Lauren Beukes writes books, comics for DC Vertigo, movie scripts, TV shows and occasionally journalism.

She won the Arthur C Clarke Award and The Kitschies Red Tentacle for Zoo City, a gritty phantasmagorical noir about magical animals, pop music, refugees, murder and redemption in the slums of inner city Johannesburg. She is currently adapting the novel as a screenplay for Oscar-nominated producer Helena Spring.

Her debut novel, Moxyland is about a neo-corporate apartheid state, bio-engineered art, nano-branding, cell phones used for social control and terrorism.

The Shining Girls, out May/June 2013 is about a time-travelling serial killer.

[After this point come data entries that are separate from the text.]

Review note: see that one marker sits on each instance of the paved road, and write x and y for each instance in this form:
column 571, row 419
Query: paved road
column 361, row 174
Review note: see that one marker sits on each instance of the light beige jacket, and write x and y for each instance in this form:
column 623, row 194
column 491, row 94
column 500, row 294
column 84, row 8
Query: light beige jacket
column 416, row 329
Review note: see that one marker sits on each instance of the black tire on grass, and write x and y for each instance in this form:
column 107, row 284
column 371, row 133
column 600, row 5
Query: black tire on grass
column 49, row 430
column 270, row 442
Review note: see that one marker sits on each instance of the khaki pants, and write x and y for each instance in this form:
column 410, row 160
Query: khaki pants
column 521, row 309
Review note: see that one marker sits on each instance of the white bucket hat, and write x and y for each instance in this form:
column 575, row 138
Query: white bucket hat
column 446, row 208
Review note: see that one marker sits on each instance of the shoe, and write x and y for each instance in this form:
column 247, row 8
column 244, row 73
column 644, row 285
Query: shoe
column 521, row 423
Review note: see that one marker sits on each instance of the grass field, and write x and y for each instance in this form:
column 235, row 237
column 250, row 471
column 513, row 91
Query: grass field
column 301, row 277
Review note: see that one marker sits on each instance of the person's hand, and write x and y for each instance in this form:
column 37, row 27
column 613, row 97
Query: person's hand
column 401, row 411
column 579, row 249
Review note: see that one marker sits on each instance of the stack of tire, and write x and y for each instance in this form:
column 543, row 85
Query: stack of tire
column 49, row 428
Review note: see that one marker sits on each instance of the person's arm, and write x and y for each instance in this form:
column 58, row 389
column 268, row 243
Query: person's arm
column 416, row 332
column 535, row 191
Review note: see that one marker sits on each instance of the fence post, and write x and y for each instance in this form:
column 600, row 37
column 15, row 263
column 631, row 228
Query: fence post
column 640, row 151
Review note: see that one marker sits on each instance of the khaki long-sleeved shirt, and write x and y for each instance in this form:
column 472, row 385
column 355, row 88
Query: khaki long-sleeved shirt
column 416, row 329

She recently made her comics debut in the Fables universe with a Fairest mini-series called The Hidden Kingdom with art by Inaki Miranda. The six issue arc follows Rapunzel travelling to Tokyo to confront a dark secret from her past.

She also writes for kids TV shows including Florrie's Dragons and Mouk and co-created South Africa's first half hour animated show: The Adventures of Pax Afrika.

She's a recovering journalist, who has covered everything from wannabe teenage vampires to township vigilantes and directed a documentary, Glitterboys & Ganglands about South Africa's biggest female impersonation beauty pageant, which won Best LGBT at the Atlanta Black Film Festival.

She lives in Cape Town, South Africa, with her husband and daughter.